For illustrative purposes, the diagram below summaries one experiment on a specific electrode connected to a neurosphere:

  • The horizontal axes represents the time with a total of 15 seconds of recording time
  • each small vertical line represents a time stamp at which the electrode voltage exceeded 5 times the standard deviation of the signal (computed on a sliding window of 3 seconds)
  • each row represents a different stimulation experiment (60 stimulations were performed here)
  • the vertical red dashed line shows the time of stimulation (2 stimulations at 50mS interval of 100nA)

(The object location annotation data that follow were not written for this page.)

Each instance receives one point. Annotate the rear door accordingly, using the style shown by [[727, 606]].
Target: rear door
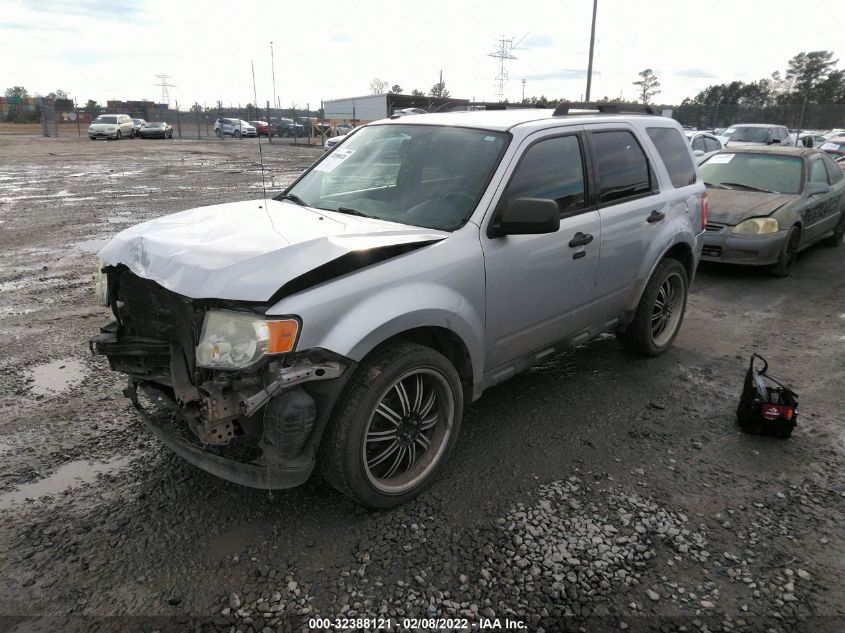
[[540, 288], [631, 211]]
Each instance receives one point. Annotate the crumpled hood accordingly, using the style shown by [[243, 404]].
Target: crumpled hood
[[732, 207], [246, 251]]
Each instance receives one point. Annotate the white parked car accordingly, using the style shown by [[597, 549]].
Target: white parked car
[[704, 144], [114, 126], [233, 127], [757, 134]]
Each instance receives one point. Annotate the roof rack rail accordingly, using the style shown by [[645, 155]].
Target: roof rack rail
[[564, 107]]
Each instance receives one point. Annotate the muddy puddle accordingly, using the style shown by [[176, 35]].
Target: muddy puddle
[[91, 246], [58, 376], [68, 476]]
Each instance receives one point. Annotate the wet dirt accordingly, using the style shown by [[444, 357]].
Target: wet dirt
[[122, 527]]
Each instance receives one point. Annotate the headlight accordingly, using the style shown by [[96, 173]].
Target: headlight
[[233, 340], [101, 283], [756, 226]]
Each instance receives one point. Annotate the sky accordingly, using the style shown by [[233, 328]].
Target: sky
[[113, 49]]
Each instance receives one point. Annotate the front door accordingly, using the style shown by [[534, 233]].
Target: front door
[[540, 287]]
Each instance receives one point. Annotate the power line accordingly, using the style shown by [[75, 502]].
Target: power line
[[165, 93]]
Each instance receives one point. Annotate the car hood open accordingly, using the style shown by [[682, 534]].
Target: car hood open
[[247, 251], [732, 207]]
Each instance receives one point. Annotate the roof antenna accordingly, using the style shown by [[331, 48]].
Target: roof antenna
[[260, 153]]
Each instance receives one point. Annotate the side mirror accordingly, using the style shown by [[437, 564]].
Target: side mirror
[[816, 188], [528, 216]]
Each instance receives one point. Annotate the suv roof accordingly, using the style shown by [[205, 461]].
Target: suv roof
[[504, 120]]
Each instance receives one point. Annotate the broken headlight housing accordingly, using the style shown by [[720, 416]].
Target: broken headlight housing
[[235, 340], [756, 226]]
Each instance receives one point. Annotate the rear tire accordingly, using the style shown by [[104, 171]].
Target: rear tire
[[394, 426], [787, 256], [838, 233], [660, 312]]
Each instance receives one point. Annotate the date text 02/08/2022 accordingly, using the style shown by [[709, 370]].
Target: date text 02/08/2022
[[388, 624]]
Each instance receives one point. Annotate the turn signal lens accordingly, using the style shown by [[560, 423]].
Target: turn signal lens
[[282, 336]]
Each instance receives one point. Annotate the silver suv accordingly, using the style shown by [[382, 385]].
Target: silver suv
[[346, 322]]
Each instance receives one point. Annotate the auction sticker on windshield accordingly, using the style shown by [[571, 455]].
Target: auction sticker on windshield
[[331, 162], [721, 158]]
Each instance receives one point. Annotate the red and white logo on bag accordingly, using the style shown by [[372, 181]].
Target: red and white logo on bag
[[776, 411]]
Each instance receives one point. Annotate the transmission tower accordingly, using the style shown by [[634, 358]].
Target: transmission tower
[[165, 93], [504, 52]]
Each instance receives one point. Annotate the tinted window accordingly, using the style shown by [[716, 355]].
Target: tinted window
[[675, 154], [711, 144], [550, 169], [622, 166], [817, 172], [833, 172]]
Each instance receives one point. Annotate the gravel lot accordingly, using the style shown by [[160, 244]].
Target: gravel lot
[[599, 491]]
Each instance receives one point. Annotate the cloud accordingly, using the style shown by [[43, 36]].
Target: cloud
[[537, 41], [695, 73], [563, 73], [122, 11]]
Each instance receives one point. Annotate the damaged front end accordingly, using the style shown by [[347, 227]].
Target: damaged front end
[[226, 388]]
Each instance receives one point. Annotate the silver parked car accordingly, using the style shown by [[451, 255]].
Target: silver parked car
[[347, 322], [111, 126]]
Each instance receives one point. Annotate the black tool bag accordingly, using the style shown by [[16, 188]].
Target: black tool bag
[[767, 406]]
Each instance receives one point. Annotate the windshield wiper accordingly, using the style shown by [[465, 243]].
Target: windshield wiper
[[351, 211], [292, 198], [733, 185]]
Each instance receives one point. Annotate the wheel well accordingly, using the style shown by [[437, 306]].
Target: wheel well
[[683, 254], [447, 343]]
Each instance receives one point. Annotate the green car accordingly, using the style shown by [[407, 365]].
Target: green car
[[769, 203]]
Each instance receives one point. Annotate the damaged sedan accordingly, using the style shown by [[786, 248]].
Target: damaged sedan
[[345, 322], [769, 203]]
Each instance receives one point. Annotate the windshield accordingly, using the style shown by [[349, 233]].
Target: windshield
[[747, 134], [749, 172], [423, 175]]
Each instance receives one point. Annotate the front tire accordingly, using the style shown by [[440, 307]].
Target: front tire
[[660, 312], [394, 426], [838, 233], [787, 256]]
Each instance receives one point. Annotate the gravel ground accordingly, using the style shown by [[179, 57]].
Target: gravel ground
[[599, 491]]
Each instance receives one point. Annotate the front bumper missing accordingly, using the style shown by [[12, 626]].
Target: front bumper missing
[[720, 245], [271, 477]]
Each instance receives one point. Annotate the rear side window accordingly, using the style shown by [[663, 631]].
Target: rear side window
[[674, 153], [818, 173], [834, 173], [711, 144], [623, 170], [550, 169]]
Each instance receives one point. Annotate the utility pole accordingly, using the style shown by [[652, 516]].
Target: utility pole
[[592, 47], [273, 70]]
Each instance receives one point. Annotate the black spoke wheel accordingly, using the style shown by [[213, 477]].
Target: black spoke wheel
[[393, 427], [788, 255], [660, 312]]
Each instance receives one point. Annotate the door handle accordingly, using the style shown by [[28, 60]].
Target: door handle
[[580, 239]]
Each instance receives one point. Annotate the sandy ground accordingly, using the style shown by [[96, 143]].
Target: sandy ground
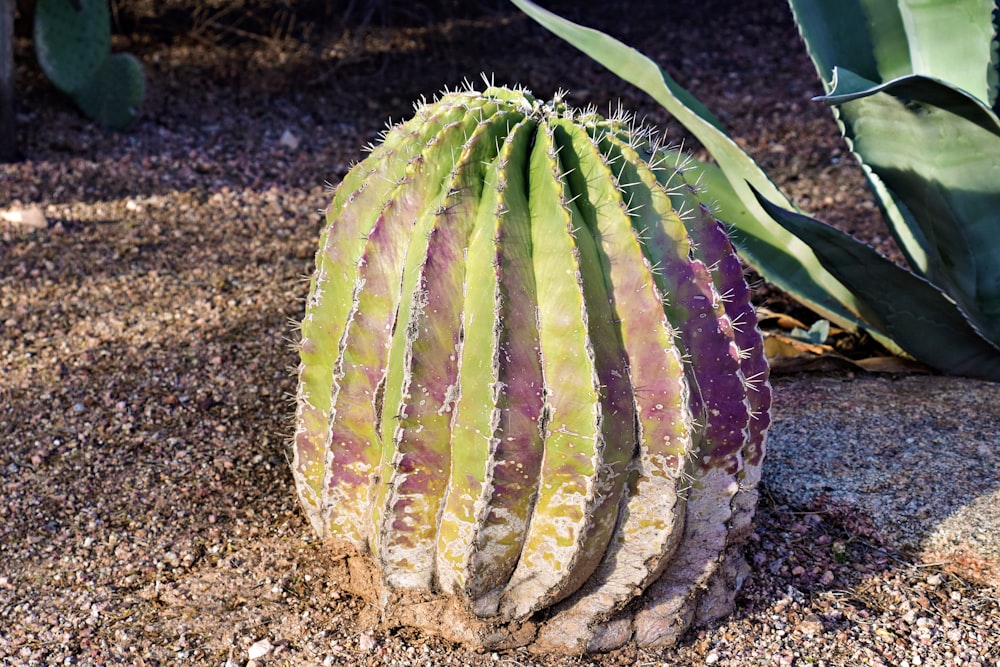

In the diagram we can observe that the stimulation clearly induces a statistically significant response. It is commonly believed that this type of response is a required condition for obtaining LTP (Long Term Potentiation), which remains our primary objective for the time being. As a next step we will reproduce the stimulation protocols described in literature (for example the works of Odawara and Maccione regarding hIPSC stimulations and Larson for theta-burst stimulations) and hope that it leads us to consistent and reproducible LTP.